Trelograms #18 — What Do You Worry About?

I just finished listening to Life 3.0: Being Human in The Age of Artificial Intelligence, by Max Tegmark. The book argues that we badly underestimate the existential risk posed by the imminent onset of artificial, superhuman intelligence, and calls for a global and collaborative safety research program.

From the book:

“Not only can non-living matter have goals, at least in [the sense that it was designed to accomplish a goal], but it increasingly does. If you’d been observing Earth’s atoms since our planet formed, you’d have noticed three stages of goal-oriented behavior:

    1. All matter seemed focused on dissipation [of energy].
    2. Some of the matter came alive and instead focused on replication and subgoals of that.
    3. A rapidly growing fraction of matter was rearranged by living organisms to help accomplish their goals.

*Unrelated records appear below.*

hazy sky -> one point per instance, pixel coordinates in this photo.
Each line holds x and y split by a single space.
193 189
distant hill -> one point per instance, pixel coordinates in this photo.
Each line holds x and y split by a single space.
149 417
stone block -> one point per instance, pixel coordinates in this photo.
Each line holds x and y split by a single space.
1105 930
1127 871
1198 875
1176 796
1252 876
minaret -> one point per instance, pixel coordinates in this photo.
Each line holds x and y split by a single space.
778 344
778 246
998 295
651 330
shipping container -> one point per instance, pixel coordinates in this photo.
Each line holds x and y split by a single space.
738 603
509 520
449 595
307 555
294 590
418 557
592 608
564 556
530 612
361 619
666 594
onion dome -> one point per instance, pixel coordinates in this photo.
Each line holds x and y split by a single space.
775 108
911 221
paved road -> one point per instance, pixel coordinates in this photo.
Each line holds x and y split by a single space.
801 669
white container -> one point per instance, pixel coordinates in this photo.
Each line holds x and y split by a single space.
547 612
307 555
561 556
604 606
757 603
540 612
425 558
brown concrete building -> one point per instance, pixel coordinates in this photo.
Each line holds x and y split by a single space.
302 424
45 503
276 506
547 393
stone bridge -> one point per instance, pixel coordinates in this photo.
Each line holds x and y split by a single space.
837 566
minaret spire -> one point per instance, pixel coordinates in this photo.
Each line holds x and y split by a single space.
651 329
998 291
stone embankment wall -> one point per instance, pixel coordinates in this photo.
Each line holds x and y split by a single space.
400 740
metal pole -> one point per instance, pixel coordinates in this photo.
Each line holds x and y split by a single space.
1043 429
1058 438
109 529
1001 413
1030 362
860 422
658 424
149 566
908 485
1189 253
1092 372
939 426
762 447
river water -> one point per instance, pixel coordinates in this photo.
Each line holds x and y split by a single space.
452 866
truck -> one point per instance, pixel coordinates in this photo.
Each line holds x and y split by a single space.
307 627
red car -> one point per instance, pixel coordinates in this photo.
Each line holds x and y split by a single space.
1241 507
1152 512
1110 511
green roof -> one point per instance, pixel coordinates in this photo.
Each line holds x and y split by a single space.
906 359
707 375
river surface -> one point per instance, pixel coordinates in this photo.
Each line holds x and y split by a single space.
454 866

(…) not only do we now contain more matter than all other mammals except cows (which are so numerous because they serve our goals of consuming beef and dairy products), but the matter in our machines, roads, buildings and other engineering projects appears on track to soon overtake [in weight] all living matter on Earth.” (pp. 257–258)

So, if we overcome our anthropocentric bias and understand human intelligence as simply one of the many possible instantiations of intelligence in our Universe, then all it takes for superintelligent machines to be a serious concern is for them to have goals misaligned with our own, and we might end up being treated by those machines much like we treat ants today — we largely don’t care about whatever might be their goals.

Importantly, those machines need not at all be rebellious — in fact, they don’t even need to be aware of what they’re doing, especially not subjectively so, or how that conflicts with the pursuits of other sentient beings.

That worries me.

How about you — what do you worry about?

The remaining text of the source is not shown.